I’d no sooner got back in the kitchen, where Ma and Whitey were chatting over their coffee, than Ellie, Dick’s wife, came out of the bed-closets full-dressed with bright suitcases in her hands and a dirty dark look in her eyes. She was saying, “Listen all of you, for I’ll not tell it twice: I’m leaving that one-job no­ good and going back to my last husband, who’s still got the three jobs I left him with when I thought to better myself by entering this house of mad pride and sloth and poets snoring,” and she brushed past me, the silver spring twinging again as she chanced to kick it.

“Meaghan, let her go, who can’t appreciate the Prince of Personalities,” Ma said to me loftily, her color down to ladylike bright pink again, but I still would have followed and argued with Ellie—Dick didn’t deserve to be deserted when he’d just got a toe on the bottom rung of the ladder, which of course was why she was leaving him though she didn’t know it, a jealous no-job little wifey—except that just then who should appear in the doorway but my eldest brother, Tom, filling it with his big grin and his great shoulders and his aura of three-job success—or would it be four now?—and saying, “Hi, Ma.
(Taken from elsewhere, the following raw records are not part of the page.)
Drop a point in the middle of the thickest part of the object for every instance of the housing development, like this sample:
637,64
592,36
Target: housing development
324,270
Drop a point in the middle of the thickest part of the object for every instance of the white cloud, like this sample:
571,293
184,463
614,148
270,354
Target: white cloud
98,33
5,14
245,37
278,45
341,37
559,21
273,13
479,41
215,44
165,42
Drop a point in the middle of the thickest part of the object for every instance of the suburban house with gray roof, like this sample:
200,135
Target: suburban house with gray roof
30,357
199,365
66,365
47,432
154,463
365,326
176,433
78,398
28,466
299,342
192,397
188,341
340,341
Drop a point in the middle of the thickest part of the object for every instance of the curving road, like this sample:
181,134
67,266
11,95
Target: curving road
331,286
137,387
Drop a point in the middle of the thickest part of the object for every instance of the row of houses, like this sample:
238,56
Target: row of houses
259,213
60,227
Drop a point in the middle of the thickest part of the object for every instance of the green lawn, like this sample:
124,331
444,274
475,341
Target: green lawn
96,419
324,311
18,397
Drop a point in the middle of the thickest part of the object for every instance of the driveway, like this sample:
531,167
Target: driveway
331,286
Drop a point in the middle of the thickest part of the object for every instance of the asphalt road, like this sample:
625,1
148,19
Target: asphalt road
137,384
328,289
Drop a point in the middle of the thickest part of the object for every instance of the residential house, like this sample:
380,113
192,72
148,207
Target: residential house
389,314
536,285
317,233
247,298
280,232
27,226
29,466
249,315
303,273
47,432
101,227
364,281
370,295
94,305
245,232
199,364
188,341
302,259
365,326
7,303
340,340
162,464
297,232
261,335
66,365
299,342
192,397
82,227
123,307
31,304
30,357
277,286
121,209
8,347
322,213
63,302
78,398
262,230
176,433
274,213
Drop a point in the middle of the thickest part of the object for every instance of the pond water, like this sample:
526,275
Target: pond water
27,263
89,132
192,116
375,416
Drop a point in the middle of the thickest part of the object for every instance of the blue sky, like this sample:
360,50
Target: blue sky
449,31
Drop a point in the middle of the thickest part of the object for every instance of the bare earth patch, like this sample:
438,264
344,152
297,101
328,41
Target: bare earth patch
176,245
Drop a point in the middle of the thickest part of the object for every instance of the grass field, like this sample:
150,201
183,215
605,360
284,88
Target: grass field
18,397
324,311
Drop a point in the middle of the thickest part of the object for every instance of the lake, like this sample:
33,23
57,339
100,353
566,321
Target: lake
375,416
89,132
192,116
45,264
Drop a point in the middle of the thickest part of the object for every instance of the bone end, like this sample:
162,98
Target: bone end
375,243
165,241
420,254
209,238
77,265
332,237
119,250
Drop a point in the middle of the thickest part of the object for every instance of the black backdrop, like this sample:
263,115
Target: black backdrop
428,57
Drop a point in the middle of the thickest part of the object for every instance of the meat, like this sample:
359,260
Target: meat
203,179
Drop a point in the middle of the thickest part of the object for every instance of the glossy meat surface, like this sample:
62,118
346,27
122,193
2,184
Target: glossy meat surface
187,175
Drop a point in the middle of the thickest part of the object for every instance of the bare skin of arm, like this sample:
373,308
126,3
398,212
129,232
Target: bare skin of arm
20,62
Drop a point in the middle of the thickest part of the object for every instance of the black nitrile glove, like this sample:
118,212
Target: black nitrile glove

Ellie leaving Dick again? Who’s the tiny one hanging around outside? Housing official come to coax you once more from this death trap? Hello, Whitey. No, no coffee, Ma, I want to talk to Meaghan here. I’ve got something for the lad!”

I knew what that meant, of course, and I was already hunched on my hands and knees, starting to fix the spring to the fridge again— a job that might easily take the rest of the day, I decided—when I felt Ma’s kindly talons on my shoulder, lifting me up, and she saying, “Whitey’U fix that, Meaghan,” and then her beloved claws were propelling me to a seat at the table flush against the blue flexo, with my cup in front of me and beyond that Tom’s great face as full of a smile of eager elder-brother benignity as my cup was of steaming coffee —Ma having poured again and dropped in a pinch of dexy (I saw her) to give me spirit.